A buyer and seller enter into a written contract for the sale of a parcel of land. The contract obligates the seller to repair a boundary fence before closing. At closing, the deed is delivered and accepted, but the deed is silent about the fence or any repair obligation. After the closing, the buyer discovers that the fence was never repaired and sues the seller for breach of contract. Is the buyer likely to prevail?
Yes, because the promise to repair the fence is collateral to the conveyance and survives the closing.
No, because by accepting the deed the buyer waived any objection to the property's condition.
No, because the doctrine of merger extinguishes any contract term that is not repeated in the deed.
No, because the Statute of Frauds bars enforcement of the fence-repair promise.

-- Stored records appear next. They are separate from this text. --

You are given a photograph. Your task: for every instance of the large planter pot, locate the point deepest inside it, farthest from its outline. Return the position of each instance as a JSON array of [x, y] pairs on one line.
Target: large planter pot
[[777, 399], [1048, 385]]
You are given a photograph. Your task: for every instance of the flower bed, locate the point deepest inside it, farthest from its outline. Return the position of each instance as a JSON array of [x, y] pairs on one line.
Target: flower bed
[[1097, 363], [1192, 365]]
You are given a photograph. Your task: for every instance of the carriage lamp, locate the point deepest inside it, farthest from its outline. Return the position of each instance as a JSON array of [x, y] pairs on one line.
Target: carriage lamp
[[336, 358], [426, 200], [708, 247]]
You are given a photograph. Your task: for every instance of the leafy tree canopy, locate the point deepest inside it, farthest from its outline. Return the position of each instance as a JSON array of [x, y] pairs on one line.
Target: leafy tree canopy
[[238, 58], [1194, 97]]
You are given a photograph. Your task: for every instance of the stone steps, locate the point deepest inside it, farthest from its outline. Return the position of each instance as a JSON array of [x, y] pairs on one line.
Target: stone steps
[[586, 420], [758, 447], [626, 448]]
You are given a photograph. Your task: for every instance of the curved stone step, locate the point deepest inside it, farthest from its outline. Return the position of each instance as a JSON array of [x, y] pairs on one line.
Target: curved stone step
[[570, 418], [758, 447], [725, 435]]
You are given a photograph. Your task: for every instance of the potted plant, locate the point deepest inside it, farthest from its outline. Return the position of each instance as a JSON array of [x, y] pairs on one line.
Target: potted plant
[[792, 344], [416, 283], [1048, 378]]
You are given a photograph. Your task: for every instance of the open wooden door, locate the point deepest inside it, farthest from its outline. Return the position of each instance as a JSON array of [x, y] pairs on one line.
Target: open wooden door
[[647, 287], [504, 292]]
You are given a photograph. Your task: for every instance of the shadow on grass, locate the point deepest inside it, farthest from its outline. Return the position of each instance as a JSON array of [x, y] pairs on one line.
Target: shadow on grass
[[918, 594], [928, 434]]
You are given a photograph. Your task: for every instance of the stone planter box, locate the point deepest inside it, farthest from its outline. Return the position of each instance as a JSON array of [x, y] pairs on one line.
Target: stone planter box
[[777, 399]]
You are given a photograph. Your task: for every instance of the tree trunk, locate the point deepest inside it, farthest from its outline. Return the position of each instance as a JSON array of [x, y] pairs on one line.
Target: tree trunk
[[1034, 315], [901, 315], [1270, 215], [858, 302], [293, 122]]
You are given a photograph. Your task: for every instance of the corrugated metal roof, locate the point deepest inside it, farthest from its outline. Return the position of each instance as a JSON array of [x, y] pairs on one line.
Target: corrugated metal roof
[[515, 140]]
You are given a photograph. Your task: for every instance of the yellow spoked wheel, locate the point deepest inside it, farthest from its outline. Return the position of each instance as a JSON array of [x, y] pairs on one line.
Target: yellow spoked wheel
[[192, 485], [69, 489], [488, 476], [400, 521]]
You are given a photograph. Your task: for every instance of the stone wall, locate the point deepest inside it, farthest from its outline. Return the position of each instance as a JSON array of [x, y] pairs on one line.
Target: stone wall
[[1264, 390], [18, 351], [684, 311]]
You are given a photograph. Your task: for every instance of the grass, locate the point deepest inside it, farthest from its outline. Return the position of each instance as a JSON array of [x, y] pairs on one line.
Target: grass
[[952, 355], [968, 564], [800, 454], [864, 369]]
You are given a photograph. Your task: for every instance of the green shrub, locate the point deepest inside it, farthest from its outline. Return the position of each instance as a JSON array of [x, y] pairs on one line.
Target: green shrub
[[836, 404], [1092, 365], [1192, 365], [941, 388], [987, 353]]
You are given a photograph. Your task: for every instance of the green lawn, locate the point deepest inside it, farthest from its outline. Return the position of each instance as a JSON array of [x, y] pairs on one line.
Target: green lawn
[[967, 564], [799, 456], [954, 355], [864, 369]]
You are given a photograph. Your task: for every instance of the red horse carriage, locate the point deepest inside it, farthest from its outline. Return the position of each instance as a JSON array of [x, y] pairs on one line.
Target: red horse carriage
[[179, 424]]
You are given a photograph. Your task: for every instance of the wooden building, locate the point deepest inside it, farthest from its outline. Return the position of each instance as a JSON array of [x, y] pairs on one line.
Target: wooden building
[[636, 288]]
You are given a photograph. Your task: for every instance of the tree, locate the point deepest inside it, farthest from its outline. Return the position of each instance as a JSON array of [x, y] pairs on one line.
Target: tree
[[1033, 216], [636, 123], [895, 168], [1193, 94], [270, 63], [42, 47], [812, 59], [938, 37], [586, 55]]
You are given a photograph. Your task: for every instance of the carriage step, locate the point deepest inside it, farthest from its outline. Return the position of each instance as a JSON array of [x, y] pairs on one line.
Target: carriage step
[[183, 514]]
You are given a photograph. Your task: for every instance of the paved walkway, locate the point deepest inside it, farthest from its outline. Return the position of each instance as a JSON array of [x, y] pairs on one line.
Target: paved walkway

The doctrine of merger provides that, upon delivery and acceptance of the deed, contractual promises that relate solely to the conveyance of title are absorbed into the deed and are no longer independently enforceable. Promises that are collateral to title-those that are not satisfied merely by conveying marketable title-survive closing unless the parties clearly agree otherwise. A promise to repair or construct an improvement (such as a fence) concerns the physical condition of the property, not the quality of title, so it is considered collateral. Because the repair covenant survives the closing, the seller remains liable for failing to perform it, and the buyer can recover for breach. The incorrect choices either misapply merger, misunderstand the Statute of Frauds, or wrongly treat acceptance of the deed as a waiver of non-title defects.